Some days, the commute from my house, which had always been 20 minutes from the city, took two hours. The lot across from my office, where I parked a hand-me-down car for $15 a day, was flanked by a homeless encampment that was broken up weekly yet steadily grew. Once, during happy hour in the historically Latino Mission District, I overheard a couple of 20-something tech transplants lament the gentrification problem in Oakland over $8 beers.

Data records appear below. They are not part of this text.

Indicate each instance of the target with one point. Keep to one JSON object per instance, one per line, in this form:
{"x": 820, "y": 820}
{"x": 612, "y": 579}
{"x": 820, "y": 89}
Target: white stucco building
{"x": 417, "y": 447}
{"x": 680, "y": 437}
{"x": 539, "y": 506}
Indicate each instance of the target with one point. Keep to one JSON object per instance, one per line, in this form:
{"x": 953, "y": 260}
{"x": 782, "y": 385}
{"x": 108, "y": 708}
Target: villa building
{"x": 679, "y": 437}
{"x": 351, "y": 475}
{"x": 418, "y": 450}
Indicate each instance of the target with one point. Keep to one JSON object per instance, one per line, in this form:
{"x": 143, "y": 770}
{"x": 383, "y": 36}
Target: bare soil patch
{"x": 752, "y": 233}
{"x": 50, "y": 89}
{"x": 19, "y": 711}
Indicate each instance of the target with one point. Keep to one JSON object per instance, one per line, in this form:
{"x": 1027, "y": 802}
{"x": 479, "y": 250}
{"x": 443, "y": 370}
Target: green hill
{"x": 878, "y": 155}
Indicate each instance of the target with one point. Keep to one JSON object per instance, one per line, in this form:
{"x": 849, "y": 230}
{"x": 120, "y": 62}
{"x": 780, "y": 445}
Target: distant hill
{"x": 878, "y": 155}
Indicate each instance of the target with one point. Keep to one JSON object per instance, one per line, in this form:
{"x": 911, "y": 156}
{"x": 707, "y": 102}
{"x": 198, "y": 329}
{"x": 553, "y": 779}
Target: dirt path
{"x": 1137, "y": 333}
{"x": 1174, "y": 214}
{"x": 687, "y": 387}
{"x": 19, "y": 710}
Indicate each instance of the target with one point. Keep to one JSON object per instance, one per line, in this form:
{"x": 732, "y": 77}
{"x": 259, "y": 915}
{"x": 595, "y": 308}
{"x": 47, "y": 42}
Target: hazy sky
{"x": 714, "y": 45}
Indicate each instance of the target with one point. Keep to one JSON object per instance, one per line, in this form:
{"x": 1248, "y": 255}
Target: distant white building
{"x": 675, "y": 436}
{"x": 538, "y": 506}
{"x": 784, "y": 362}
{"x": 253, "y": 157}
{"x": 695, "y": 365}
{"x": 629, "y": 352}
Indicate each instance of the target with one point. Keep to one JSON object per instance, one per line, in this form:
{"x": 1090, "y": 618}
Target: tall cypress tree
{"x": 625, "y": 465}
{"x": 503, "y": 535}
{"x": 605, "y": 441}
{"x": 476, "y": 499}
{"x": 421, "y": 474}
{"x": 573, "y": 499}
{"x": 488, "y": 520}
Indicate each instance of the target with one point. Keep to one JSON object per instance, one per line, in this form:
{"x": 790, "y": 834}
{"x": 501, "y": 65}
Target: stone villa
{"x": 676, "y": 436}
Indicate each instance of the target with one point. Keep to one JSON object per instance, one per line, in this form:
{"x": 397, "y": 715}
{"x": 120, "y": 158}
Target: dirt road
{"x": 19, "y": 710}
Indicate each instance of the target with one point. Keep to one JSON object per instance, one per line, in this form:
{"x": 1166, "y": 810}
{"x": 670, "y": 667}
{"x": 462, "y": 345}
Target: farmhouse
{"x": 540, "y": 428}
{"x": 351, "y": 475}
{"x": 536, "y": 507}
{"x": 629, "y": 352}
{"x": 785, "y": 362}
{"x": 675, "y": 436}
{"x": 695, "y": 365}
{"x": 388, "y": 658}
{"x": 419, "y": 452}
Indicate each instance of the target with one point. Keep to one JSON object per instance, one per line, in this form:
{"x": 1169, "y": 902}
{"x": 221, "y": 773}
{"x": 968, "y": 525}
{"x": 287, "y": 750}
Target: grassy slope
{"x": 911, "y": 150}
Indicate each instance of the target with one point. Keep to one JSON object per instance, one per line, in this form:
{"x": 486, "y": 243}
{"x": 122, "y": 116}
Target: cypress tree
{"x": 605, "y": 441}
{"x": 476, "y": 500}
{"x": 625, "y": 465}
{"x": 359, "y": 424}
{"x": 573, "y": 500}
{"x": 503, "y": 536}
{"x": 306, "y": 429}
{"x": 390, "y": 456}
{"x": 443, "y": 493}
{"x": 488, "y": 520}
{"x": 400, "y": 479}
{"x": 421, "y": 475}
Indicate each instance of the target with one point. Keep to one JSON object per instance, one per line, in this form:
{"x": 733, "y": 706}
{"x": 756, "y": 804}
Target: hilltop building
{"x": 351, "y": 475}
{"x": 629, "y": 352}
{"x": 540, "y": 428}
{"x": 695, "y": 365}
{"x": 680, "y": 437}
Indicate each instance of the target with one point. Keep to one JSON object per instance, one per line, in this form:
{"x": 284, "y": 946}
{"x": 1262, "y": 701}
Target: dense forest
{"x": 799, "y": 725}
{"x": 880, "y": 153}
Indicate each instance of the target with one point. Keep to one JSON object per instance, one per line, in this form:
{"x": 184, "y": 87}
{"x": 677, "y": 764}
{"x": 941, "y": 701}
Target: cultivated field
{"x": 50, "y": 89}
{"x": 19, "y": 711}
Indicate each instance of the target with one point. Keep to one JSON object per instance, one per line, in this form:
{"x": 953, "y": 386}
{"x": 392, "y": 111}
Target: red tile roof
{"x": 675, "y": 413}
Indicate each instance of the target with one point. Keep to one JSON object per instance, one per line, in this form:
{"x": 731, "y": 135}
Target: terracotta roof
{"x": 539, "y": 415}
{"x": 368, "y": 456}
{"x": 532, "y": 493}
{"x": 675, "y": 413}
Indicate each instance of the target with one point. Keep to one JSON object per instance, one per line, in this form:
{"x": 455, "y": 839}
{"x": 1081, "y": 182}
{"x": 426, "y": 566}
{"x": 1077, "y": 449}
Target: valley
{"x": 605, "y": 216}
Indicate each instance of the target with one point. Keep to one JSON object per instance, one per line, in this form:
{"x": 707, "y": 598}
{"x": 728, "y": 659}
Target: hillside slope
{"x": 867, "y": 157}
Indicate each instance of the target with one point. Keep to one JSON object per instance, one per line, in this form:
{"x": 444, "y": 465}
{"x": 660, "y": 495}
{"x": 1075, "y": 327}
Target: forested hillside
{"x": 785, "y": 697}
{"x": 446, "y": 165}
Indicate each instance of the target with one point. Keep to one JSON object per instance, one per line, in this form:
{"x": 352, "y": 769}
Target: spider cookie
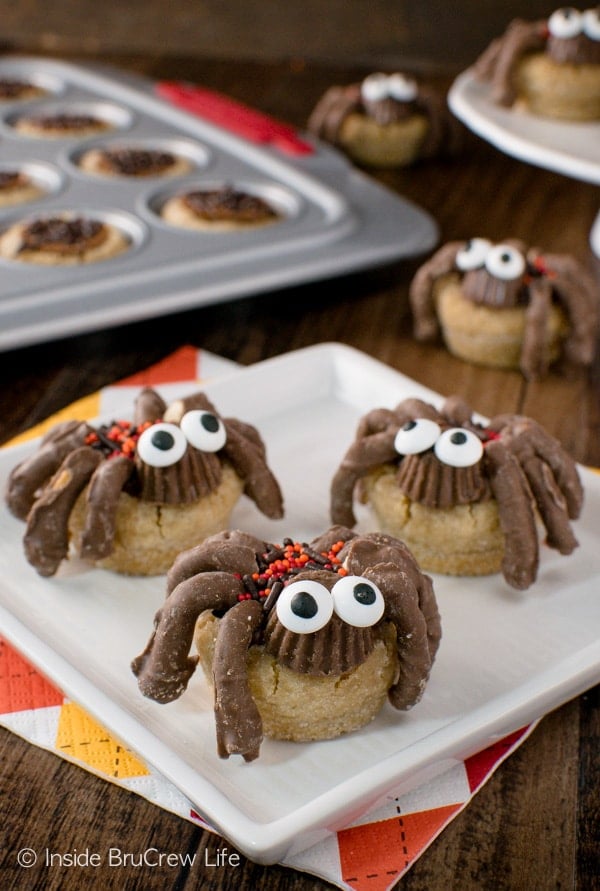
{"x": 132, "y": 161}
{"x": 386, "y": 121}
{"x": 507, "y": 306}
{"x": 218, "y": 210}
{"x": 549, "y": 68}
{"x": 62, "y": 240}
{"x": 311, "y": 640}
{"x": 128, "y": 496}
{"x": 464, "y": 496}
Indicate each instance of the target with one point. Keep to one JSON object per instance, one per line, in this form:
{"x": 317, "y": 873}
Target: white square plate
{"x": 506, "y": 657}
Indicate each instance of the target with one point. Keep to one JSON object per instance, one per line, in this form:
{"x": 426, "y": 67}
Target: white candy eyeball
{"x": 505, "y": 262}
{"x": 473, "y": 255}
{"x": 162, "y": 445}
{"x": 358, "y": 601}
{"x": 416, "y": 436}
{"x": 304, "y": 607}
{"x": 402, "y": 88}
{"x": 591, "y": 23}
{"x": 204, "y": 430}
{"x": 374, "y": 87}
{"x": 565, "y": 23}
{"x": 458, "y": 447}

Yet even then, having never signed an ungodly Russian Hill rent check or witnessed the city’s unraveling through a montage of Muni bus windows, I never fully believed the complaints I parroted. Not wanting to live in San Francisco preserved a version of the city I could want to live in: a post-Summer of Love, pre-Twitter San Francisco that, were you to ask the old hippies who fled to West Marin when the MBAs moved in, was over long before I or any tech bros ever got there.
Before that, it was the hippies themselves who ruined San Francisco. Supposedly.
To say that San Francisco is over is to suggest that the city is static, one thing San Francisco has never been. I should know: I’ve watched it change for nearly 30 years.
In all that time, my relationship to the city has been complicated. Abroad, when someone asks where I’m from, I generally say San Francisco, and it generally feels true. When you grow up close enough to a major city that you can bike there for breakfast and be back by lunch, you identify that city as home. Yet in San Francisco, I’ve never truly felt like a San Franciscan.
Soon, that may be changing, too.
It’s taken me six months to admit that my dream of an Amsterdam canal house is on indefinite hold. I’ll likely still end up an expat, at least for a while, but until then, I know one thing is true: If I’m going to live anywhere in the United States, it’s going to be my San Francisco.